In [1]:
import pandas as pd
import matplotlib.pyplot as plt
import seaborn as sns
import numpy as np

import scipy.stats as stats
from scipy import special

from sklearn.preprocessing import LabelEncoder
from sklearn.model_selection import GridSearchCV, cross_val_score, train_test_split

from xgboost import XGBRegressor
from lightgbm import LGBMRegressor
from sklearn.linear_model import LinearRegression, Lasso, Ridge
from sklearn.tree import DecisionTreeRegressor
from sklearn.ensemble import RandomForestRegressor, StackingRegressor, VotingRegressor

from sklearn.metrics import r2_score, mean_squared_error

In [2]:
def label(train, test, object_columns):
    train_label = dict()
    test_label = dict()

    for label in object_columns:
        label_encoder = LabelEncoder()
        train_label[label] = label_encoder.fit_transform(train[label])

        for t_label in np.unique(test[label]):
            if t_label not in label_encoder.classes_: # unseen label 데이터인 경우( )
                label_encoder.classes_ = np.append(label_encoder.classes_, t_label)
        
        test_label[label] = label_encoder.transform(test[label])

    train_label_df = pd.concat([train.drop(object_columns, axis=1), pd.DataFrame(train_label)], axis=1)
    test_label_df = pd.concat([test.drop(object_columns, axis=1), pd.DataFrame(test_label)], axis=1)

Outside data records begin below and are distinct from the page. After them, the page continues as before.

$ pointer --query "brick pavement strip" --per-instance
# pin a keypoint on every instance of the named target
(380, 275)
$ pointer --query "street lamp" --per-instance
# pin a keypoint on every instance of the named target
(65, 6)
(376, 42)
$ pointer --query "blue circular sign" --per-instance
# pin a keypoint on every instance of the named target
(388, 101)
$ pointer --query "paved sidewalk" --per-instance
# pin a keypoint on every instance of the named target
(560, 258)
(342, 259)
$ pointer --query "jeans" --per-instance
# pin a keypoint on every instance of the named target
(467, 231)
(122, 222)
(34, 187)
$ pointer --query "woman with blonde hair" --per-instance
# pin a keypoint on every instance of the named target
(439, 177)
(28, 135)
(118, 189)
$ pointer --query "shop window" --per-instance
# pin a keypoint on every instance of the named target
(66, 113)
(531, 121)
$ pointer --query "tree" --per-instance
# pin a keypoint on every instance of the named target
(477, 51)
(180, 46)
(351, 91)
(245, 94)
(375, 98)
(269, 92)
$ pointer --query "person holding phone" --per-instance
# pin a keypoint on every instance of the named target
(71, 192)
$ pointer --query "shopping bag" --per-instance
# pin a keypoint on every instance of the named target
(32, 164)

    return train_label_df, test_label_df

# 데이터

In [3]:
benz= pd.read_csv('./Data/benz/train.csv')
benz_test = pd.read_csv('./Data/benz/test.csv')

In [4]:
# type이 int인 column 추출
int_columns = benz.loc[:, benz.dtypes == 'int64'].columns

zero_col = list()
cont_col = list()
cate_col = list()

for col in int_columns:
    if len(benz[col].unique()) == 1:
        zero_col.append(col)
    elif len(benz[col].unique()) == 2:
        cate_col.append(col)
    else:
        cont_col.append(col)

In [5]:
# type이 object인 column 추출
object_columns = benz.loc[:, benz.dtypes == object].columns

In [6]:
test = benz_test.copy()
train = benz.copy()

In [7]:
train_label_df, test_label_df = label(train, test, object_columns)

In [8]:
# box cox scaling
train_box = train_label_df.copy()

train_box_out = train_box[train_box['y'] < 200]

train_box['y'], maxlog = stats.boxcox(train_box['y'])
train_box_out['y'], maxlog = stats.boxcox(train_box_out['y'])

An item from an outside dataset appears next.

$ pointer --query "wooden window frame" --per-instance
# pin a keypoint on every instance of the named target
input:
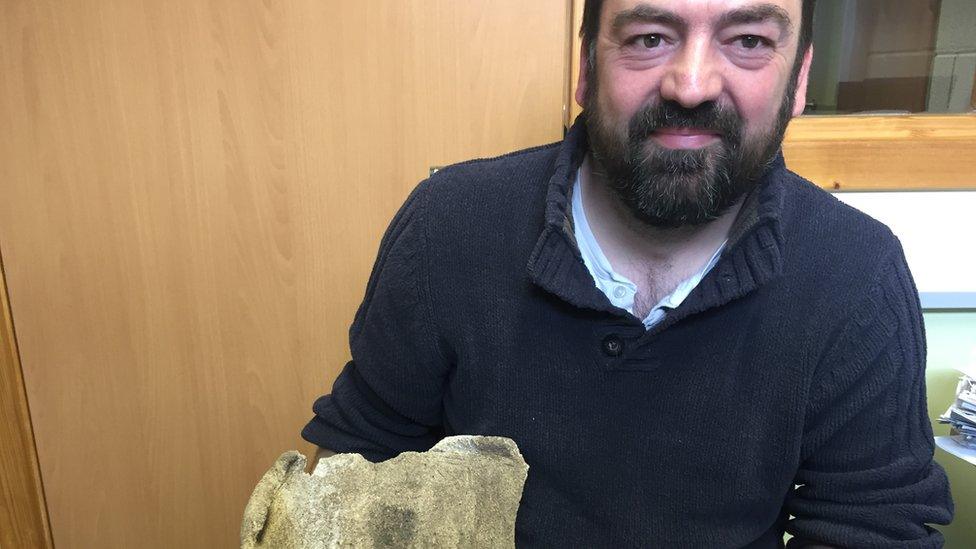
(856, 153)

A value is trying to be set on a copy of a slice from a DataFrame.
Try using .loc[row_indexer,col_indexer] = value instead

See the caveats in the documentation: https://pandas.pydata.org/pandas-docs/stable/user_guide/indexing.html#returning-a-view-versus-a-copy
  train_box_out['y'], maxlog = stats.boxcox(train_box_out['y'])


In [9]:
datas = {'box' : train_box, 'box_out' : train_box_out}

# 여러가지 모델 학습
(XGB, lightGBM, Randomforest, Ridge, Lasso, DecisionTree, LinearRegression)

## base model

In [10]:
def regression(data, reg):
    X = data.drop(['y'], axis=1)
    y = data.y

    scores = cross_val_score(reg, X, y, scoring='r2', cv=5)

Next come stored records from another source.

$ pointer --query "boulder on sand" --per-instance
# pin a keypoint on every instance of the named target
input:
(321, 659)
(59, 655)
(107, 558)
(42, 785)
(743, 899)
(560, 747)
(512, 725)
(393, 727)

    return np.round(np.mean(scores), 4)

In [11]:
lr_reg = LinearRegression()
ridge = Ridge()
lasso = Lasso(alpha=0.1)
dt_reg = DecisionTreeRegressor()
rf_reg = RandomForestRegressor()
xgb_reg = XGBRegressor()
lgbm_reg = LGBMRegressor()

regs = {'LR':lr_reg, 'Lasso' : lasso, 'Ridge' : ridge, 'DT':dt_reg, 'RF' : rf_reg, 'XGB' : xgb_reg, 'LGBM' : lgbm_reg}
scores = list()

In [12]:
for key, val in datas.items():
   for reg in regs.values():
        scores.append([key, reg.__class__.__name__, regression(val, reg)])

In [13]:
df = pd.DataFrame(scores, columns=['key', 'reg','mean_test_score']).sort_values('mean_test_score', ascending=False)
df.reset_index(drop=True)

Unnamed: 0,key,reg,mean_test_score
0,box_out,LGBMRegressor,0.6314
1,box_out,Ridge,0.6289
2,box,Ridge,0.6265
3,box,LGBMRegressor,0.6244
4,box_out,LinearRegression,0.6214
5,box,LinearRegression,0.6192
6,box_out,XGBRegressor,0.5331
7,box,XGBRegressor,0.5135
8,box_out,RandomForestRegressor,0.5028
9,box,RandomForestRegressor,0.4304


결론
1. regression model에서 Lasso, DecisionTree 제외

## 하이퍼파라미터 튜닝

In [14]:
def grid_regression(data, reg, params = None, score = 'r2'):
    X = data.drop(['y'], axis=1)
    y = data.y

    grid = GridSearchCV(reg, param_grid=params, scoring=score, n_jobs = -1, cv = 5, refit=False)
        
    grid.fit(X, y)

    para = grid.cv_results_['params']
    r2 = grid.cv_results_["mean_test_r2"]
    mse_score = grid.cv_results_["mean_test_neg_mean_squared_error"]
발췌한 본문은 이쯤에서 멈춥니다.